Published: 2 June 2010

Abstract

Background

A good scoring function is essential for molecular docking computations. In conventional scoring functions, energy terms modeling pairwise interactions are cumulatively summed, and the best docking solution is selected. Here, we propose to transform protein-ligand interactions into three-dimensional geometric networks, from which recurring network substructures, or network motifs, are selected and used to provide probability-ranked interaction templates with which to score docking solutions.

Results

A novel scoring function for protein-ligand docking, MotifScore, was developed. It is non-energy-based, and docking is, instead, scored by counting the occurrences of motifs of protein-ligand interaction networks constructed using structures of protein-ligand complexes. MotifScore has been tested on a benchmark set established by others to assess its ability to identify near-native complex conformations among a set of decoys.
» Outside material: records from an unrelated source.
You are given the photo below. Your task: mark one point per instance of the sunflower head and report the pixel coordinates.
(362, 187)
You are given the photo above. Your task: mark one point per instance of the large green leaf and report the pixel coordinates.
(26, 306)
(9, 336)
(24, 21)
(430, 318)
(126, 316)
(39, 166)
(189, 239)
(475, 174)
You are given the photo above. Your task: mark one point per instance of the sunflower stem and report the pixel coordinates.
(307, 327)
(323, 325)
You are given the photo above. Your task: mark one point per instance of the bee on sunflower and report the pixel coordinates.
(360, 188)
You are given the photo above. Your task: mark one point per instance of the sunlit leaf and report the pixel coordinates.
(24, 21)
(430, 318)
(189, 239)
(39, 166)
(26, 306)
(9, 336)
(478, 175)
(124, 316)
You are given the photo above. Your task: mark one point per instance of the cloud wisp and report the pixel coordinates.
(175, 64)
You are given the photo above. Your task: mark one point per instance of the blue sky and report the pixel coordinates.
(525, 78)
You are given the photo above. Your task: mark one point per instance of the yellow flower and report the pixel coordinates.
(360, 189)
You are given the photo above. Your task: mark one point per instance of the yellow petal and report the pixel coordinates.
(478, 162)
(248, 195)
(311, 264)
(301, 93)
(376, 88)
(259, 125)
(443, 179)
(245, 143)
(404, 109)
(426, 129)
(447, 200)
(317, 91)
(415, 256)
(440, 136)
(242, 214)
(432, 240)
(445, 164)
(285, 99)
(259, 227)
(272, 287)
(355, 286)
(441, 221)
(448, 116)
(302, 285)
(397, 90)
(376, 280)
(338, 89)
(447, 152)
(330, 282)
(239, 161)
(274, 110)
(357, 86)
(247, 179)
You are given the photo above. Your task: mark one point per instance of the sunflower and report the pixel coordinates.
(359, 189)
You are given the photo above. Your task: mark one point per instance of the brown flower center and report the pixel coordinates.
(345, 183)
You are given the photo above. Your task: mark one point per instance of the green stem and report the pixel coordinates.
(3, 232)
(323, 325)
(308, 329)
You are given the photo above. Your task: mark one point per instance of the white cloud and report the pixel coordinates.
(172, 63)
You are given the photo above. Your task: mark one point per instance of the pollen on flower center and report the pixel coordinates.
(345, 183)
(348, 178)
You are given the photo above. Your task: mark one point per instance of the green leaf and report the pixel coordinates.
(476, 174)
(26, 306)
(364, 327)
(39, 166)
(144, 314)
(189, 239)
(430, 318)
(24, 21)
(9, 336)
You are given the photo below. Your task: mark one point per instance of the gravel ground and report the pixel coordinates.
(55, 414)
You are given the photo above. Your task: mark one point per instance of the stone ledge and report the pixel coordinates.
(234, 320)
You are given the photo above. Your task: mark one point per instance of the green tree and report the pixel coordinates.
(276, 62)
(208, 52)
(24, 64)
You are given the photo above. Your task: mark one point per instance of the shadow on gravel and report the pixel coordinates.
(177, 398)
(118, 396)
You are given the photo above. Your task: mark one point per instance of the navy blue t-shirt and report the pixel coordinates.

In this benchmark test, 84% of the highest-scored docking conformations had root-mean-square deviations (rmsds) below 2.0 Å from the native conformation, which is comparable with the best of several energy-based docking scoring functions. Many of the top motifs, which comprise a multitude of chemical groups that interact simultaneously and make a highly significant contribution to MotifScore, capture recurrent interacting patterns beyond pairwise interactions.

Conclusions

While providing quite good docking scores, MotifScore is quite different from conventional energy-based functions. MotifScore thus represents a new, network-based approach for exploring problems associated with molecular docking.